Fourthly, be present, authentic and accountable with your friends. You are all radical mountain climbers carrying the necessary and much needed “belaying gear” for each other.
These are four ways of making sure your “weekly deposit” happens. Your “spiritual nest egg” grows silently and provides a safety net beneath you, and by extension, beneath your community of like-committed souls. As these relationships grow deeper and stronger, you engage more and more in actions that continue to awaken and expand your consciousness into all areas of your life. This divine connection and sharing in community makes spiritual surrender to the experiences of life much more likely and possible.
Ram Dass in his famous quote and book title “Be Here Now” illustrates the optimum state of mind for our journey through the forest. Actually, I find it not at all trivial to accomplish this simple instruction – to be here now. Our time spent in silence and our relationships in community teach us to be present. There is always someone in our spiritual community who is grounded and holding/honoring the present, even if at that moment we are not. At other times, we are the ones holding/honoring the present for others. We are at all times either giving or receiving support on our spiritual journey.

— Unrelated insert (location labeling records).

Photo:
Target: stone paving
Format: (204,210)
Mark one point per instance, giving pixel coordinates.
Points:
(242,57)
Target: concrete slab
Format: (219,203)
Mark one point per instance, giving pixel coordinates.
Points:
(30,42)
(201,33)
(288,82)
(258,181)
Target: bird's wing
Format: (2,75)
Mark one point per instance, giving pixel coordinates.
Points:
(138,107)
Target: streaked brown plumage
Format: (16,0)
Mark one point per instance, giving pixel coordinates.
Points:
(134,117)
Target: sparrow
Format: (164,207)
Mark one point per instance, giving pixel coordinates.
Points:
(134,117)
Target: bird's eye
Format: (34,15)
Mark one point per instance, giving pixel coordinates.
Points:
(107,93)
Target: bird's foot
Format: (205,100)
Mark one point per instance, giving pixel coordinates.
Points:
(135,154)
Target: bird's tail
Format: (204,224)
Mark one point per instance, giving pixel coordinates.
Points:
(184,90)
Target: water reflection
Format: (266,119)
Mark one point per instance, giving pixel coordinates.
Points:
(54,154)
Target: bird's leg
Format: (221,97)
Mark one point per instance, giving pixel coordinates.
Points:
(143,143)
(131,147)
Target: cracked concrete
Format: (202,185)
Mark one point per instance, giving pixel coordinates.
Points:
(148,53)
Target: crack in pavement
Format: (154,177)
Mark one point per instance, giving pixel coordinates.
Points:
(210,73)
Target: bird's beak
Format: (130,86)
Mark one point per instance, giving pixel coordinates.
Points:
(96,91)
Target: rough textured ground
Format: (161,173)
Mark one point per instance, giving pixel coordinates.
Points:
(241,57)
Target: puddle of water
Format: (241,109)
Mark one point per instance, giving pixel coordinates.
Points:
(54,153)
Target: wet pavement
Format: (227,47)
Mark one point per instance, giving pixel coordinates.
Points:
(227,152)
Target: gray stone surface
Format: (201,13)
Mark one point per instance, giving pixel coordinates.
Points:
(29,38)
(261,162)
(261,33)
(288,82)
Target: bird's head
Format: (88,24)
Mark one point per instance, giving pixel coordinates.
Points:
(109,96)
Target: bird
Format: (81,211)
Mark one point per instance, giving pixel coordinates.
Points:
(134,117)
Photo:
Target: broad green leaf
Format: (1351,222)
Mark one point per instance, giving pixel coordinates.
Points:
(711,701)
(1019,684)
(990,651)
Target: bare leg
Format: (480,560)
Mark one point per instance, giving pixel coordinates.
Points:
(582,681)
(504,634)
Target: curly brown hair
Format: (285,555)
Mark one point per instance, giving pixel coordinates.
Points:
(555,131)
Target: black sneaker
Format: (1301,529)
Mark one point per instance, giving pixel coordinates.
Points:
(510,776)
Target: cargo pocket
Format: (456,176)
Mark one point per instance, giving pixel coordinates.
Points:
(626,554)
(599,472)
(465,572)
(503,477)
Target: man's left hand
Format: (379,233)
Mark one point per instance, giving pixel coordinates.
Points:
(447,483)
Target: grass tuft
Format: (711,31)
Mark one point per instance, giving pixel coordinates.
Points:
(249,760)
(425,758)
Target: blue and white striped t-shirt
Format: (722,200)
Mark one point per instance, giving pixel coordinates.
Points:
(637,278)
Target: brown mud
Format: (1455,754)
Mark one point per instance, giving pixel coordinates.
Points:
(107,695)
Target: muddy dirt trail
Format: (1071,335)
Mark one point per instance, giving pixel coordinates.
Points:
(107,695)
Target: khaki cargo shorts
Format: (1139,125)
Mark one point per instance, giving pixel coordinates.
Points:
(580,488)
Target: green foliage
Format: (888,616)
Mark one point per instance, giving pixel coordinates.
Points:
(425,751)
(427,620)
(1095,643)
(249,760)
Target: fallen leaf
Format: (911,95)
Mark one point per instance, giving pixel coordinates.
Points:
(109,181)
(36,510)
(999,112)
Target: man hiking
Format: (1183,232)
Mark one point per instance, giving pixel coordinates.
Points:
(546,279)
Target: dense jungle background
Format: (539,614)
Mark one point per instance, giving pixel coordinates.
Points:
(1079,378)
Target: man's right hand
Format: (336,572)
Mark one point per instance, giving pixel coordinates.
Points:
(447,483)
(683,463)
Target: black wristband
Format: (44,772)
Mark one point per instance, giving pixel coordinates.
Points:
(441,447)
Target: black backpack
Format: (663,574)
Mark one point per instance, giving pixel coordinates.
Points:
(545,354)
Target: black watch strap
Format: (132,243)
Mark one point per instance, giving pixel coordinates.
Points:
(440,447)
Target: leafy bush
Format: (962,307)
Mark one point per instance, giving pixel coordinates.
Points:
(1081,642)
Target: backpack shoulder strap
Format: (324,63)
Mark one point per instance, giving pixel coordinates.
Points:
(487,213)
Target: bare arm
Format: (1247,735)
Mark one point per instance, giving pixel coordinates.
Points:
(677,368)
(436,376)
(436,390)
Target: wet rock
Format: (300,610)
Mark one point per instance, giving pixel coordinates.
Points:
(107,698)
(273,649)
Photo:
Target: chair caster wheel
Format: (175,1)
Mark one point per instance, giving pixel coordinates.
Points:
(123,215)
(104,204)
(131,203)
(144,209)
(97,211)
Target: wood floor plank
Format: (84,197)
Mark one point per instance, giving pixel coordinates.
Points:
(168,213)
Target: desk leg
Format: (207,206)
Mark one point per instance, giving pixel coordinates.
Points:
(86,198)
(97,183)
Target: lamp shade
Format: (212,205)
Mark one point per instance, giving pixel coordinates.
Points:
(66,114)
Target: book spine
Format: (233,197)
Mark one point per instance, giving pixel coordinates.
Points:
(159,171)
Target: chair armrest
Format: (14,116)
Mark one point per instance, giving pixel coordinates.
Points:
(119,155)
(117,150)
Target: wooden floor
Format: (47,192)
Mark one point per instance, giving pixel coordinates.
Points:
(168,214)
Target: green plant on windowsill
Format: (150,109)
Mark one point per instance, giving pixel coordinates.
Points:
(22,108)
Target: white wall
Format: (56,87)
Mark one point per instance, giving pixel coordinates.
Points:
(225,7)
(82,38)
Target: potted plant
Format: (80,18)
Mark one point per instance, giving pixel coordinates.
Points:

Ram Dass goes on to say, “The next message you need is always right where you are.” The present moment is pregnant with our next step. How do we give birth to it? The spiritual path is in a constant state of revelation and grace. And we are more sure-footed when we walk it together in compassion. In no way, can we infer, even from our past experiences, the precise way in which our spiritual lives will unfold, until we surrender to spirit and become “good listeners,” to the God within and to the God revealing herself through others.
It is easy in our “noisy” world to be consumed by the desire to establish order in our lives, both practically and spiritually, to settle on answers and plans. Yet, I believe that the essence of true spirituality has more to do with surrendering to mystery, allowing life to unfold step-by-step. Despite the ego’s urge to the contrary, we do not need to know where we are going spiritually. The poet/mystic Mary Oliver reminds us,
“Sometimes I only need to stand wherever I am to be blessed.”
We need only be truly, authentically present where we are. Otherwise, I fear that our “spiritual closets” are destined to be filled with unworn wedding dresses.